On April 6, as part of the Faculty Seminar lecture series, she delivered a lunchtime talk to the Bowdoin community called “So Say We All: The Fiction of World Science Fiction.” The lecture, said Saiber, takes its title quote from the American science fiction franchise Battlestar Galactica, but if there’s one thing she was keen to stress, it’s that science fiction (SF) is a global movement that goes far beyond the well-known texts and films of the English-speaking world. Indeed, Saiber argued, it seems unjust to differentiate between Anglophone SF and other so-called “world” science fiction: “The concept of ‘world’ science fiction,” she explains, “is itself a fiction; that is, we shouldn’t be talking about ‘world’ SF, we should just be talking about SF. Wherever there is scientific practice and literature, dissatisfaction with some aspect or multiple aspects of society/the world, and concern for the future, you will find SF.”

April 1926 cover of Hugo Gernsback’s magazine “Amazing Stories”
April 1926 cover of Hugo Gernsback’s magazine “Amazing Stories”

While Saiber’s fascination with science fiction began with Anglophone SF when she was a teenager, her current focus is Italian SF, which she says is not unrelated to her work as a scholar of Dante and premodern science: “I see clear links between elements of medieval thought and science fiction.

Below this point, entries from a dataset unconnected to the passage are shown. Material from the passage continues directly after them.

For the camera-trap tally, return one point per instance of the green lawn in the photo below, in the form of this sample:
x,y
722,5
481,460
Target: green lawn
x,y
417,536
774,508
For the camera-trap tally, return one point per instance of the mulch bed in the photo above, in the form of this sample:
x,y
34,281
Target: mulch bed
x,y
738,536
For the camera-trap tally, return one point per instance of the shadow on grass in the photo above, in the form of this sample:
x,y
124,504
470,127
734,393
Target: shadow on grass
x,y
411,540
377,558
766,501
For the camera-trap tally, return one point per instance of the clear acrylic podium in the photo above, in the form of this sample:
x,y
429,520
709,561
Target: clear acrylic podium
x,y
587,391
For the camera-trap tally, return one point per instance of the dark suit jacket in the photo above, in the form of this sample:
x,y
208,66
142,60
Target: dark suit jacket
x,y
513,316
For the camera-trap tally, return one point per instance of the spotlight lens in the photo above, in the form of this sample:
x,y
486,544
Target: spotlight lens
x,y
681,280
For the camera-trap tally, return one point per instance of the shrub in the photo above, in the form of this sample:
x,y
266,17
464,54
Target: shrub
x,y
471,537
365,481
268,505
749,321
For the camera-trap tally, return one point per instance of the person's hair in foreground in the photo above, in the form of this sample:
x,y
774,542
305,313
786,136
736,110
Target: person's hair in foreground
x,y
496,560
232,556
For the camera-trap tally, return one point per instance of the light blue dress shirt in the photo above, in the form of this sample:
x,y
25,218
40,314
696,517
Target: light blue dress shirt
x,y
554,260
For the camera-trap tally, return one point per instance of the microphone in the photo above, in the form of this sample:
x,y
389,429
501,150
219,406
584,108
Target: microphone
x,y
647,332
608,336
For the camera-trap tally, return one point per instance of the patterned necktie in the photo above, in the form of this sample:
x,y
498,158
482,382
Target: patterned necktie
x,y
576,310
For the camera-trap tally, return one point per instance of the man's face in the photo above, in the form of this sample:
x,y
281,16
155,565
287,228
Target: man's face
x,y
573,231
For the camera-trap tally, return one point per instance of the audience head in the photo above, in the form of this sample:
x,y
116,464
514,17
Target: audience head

Take Dante’s Divine Comedy, for example: Dante imagines a journey to three other realms – Inferno, Purgatorio, and Paradiso – one of which (Paradiso) is completely other-worldly, filled with planets, stars, cosmic paradoxes, and hard-to-comprehend ‘alien’ entities, such as angels, the blessed, and a mysterious point of light from which all heaven emanates.”

Yet calling the Comedy a work of SF or proto-SF is somewhat problematic within the world of SF studies.  Saiber said: “Science fiction has been described as many things, from the literature of ‘what if,’ to simply ‘anything published as science fiction.’ The British writer Arthur C. Clarke, who among many great works, wrote 2001: A Space Odyssey and collaborated with Stanley Kubrick on his 1968 film of the same name, said ‘Science fiction is something that could happen – but you usually wouldn’t want it to. Where fantasy is something that couldn’t happen – though you often wish that it could.’ It is all of those things (and much more); it is also a global, globalized, and globalizing genre.”

Julian Berry (Ernesto Gastaldi) “Iperbole infinita” (Urania 220), cover by Carlo Jacono (Milan: Mondadori, 1960).
Julian Berry (Ernesto Gastaldi) “Iperbole infinita” (Urania 220), cover by Carlo Jacono (Milan: Mondadori, 1960).

Saiber noted that while there has long been a bias against the genre in the academic world, this is changing: “More and more universities are offering SF courses. Besides being a way to engage in scientific thought experiments, much SF is deeply committed to exploring philosophical questions, politics, ethics, the environment, religion, gender and sexuality, and just about any critical issue there is.” As with any genre, said Saiber, there is a range in quality, “but in good science fiction, whether it’s written, or produced as a movie or TV series, the questions asked are often urgently related to our times, such as ‘what does it mean to be human?  What are our responsibilities to society, to this planet, and to the universe beyond?’”

Saiber believes that good science fiction is anything but a “light” read: “It can be wildly complex, intensely unsettling, and even spark major shifts in scientific imagination. In some ways, it scares us because it shows what reality might actually be or become.” And this, she said, is why SF is so important to read, write, and discuss. “It offers us a way to look at current realities through speculating on what might be underneath what we see and think we know, and on what may be coming our way given how we live now.”